Kami membiarkannya, lagipula itu tak menggangguku—justru malah menjadi hiburan
melihat tingkahnya yang konyol. Sesekali kami tertawa karena tingkahnya. Ide
jail muncul diotakku. Aku sedikit berjinjit dan membisikannya pada Arno. Lalu
ia tersenyum tak kalah jailnya denganku. Sedetik kemudian kami berdua berlari
meninggalkan Hugo yang mendadak panik. Eksperinya, aku tak bisa berhenti
tertawa melihat wajahnya yang cemas seperti itu. Lalu ia berteriak-teriak tak
jelas sambil mengejar kami dengan gaya larinya yang konyol.
Kami berdua terus berlari meninggalkan Hugo.
Sesekali berhenti untuk menunggunya. Hugo adalah anak kedua Kepala Desa. Sejak
kecil tingkahnya memang seperti itu. Ia juga jarang berbicara, membuatnya
menjadi bahan olok-olok teman-teman yang lain. Tapi aku tidak peduli apakah dia
idiot atau bukan, dia tetap temanku—teman baikku malah. Ia sering menemaniku
pergi ke tempat-tempat rahasia milikku sendiri karena aku tahu ia takkan
memberitahu orang lain. Aku juga sering mengajaknya melakukan
eksperimen-eksperimen kecil. Seperti latihan membuat senjata atau ramuan.

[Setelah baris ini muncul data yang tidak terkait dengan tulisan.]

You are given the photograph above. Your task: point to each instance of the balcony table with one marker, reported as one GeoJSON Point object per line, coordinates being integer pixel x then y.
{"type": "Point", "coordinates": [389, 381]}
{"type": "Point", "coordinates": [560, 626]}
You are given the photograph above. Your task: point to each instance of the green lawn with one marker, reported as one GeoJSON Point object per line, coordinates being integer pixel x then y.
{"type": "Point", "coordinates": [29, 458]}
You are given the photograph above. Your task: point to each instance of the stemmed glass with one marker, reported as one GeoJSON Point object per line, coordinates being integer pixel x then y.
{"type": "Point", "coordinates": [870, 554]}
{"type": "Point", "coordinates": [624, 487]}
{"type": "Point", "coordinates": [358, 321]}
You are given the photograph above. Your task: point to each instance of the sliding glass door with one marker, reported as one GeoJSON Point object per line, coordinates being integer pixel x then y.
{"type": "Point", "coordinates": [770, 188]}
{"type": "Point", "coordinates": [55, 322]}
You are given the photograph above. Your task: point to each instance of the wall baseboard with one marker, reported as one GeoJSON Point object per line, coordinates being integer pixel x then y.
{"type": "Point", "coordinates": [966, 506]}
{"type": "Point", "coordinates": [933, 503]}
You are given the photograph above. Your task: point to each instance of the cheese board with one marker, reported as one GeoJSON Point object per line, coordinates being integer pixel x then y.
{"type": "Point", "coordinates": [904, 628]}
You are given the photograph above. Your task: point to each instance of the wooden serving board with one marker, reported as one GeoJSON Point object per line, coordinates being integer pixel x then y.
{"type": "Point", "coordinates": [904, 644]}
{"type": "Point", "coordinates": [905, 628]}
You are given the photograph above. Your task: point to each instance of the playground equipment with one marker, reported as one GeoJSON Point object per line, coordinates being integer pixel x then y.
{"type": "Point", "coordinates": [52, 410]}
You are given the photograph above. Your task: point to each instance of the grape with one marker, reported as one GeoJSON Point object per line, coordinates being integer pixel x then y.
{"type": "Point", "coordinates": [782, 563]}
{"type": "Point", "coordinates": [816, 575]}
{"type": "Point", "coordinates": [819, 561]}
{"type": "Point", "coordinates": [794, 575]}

Dengan demikian mungkin aku adalah orang yang sangat mengenal Hugo—bahkan
mngkin melebihi orangtuanya sendiri. Aku tahu apa yang membuatnya senang,
mengerti perkataannya, mengerti perasaannya, dan hal-hal lain tentangnya. Juga,
aku tahu bahwa sebenarnya Hugo tidak bodoh, jenius malah. Tapi dalam cara yang
berbeda.
Sesampainya kami di kebun, Kami beristirahat di
dangau di pinggir kebun sambil duduk-duduk dan memimum air yang sudah kami
siapkan. Botol yang terbuat dari kulit rusa dapat membawa air yang cukup untuk
satu orang. Selang lima menit, Hugo pun sampai dengan napas terengah-engah. Aku
tersenyum geli meilhatnya, dan kami menyapanya lagi, “Selamat datang Hugo.....”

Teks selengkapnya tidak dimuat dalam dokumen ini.